A plane crashed into her house. Columbia woman escaped fiery aftermath
As Rebecca Munnerlyn sat at her dining room table Wednesday morning, her house began to vibrate and shake, causing the Rosewood resident to scramble from the table in alarm.
Then, before she had much time to look around, she heard explosions and her kitchen ceiling fell in, splattering debris everywhere. Flames began to lick at the deck and the ceiling of the neat bungalow on Kennedy Street.

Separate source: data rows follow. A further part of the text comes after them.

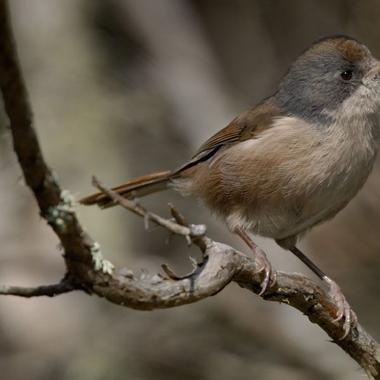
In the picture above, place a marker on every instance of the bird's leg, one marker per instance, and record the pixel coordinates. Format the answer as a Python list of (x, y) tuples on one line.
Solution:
[(335, 293), (260, 255)]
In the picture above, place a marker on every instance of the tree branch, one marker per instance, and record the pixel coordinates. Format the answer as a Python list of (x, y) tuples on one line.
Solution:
[(87, 270), (44, 290)]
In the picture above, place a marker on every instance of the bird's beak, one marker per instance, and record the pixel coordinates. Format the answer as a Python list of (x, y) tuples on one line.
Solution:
[(374, 71)]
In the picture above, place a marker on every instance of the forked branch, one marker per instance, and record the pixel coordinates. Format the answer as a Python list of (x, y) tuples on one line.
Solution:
[(86, 269)]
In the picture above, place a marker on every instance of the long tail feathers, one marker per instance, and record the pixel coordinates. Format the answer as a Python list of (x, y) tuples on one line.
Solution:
[(137, 187)]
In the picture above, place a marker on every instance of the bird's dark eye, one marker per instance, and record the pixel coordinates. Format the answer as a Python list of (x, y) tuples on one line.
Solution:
[(346, 75)]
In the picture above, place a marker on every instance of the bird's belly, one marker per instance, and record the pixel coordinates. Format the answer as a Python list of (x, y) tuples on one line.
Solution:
[(285, 218)]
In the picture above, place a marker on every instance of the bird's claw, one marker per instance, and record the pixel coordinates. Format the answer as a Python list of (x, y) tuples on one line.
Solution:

“I dialed 911 and started screaming into the phone and just said: ‘I think a plane has hit my house,’ ‘’ Munnerlyn said. “I knew immediately what it was.’’
Her assessment was right.
A small plane, apparently on its way to the nearby Jim Hamilton-L.B. Owens Airport, crashed into her house as fog shrouded the area about 10:30 a.m. Wednesday, bringing federal investigators to Rosewood. The Richland County coroner was at the scene, but officials had not announced the recovery of a body as of Wednesday afternoon. No information was provided on the plane’s pilot.
Neighbors described seeing fire shoot from the roof of Munnerlyn’s home after the plane whizzed low over the community. Many said they heard booms, apparently from the impact into the house, causing immediate worry that its occupants would be hurt.
“I just walked out with my neighbor and we were just looking at each other wondering, and then we saw our other neighbor’s house, and it was in a fireball,’’ said Blake Craig, a senior at Dreher High School.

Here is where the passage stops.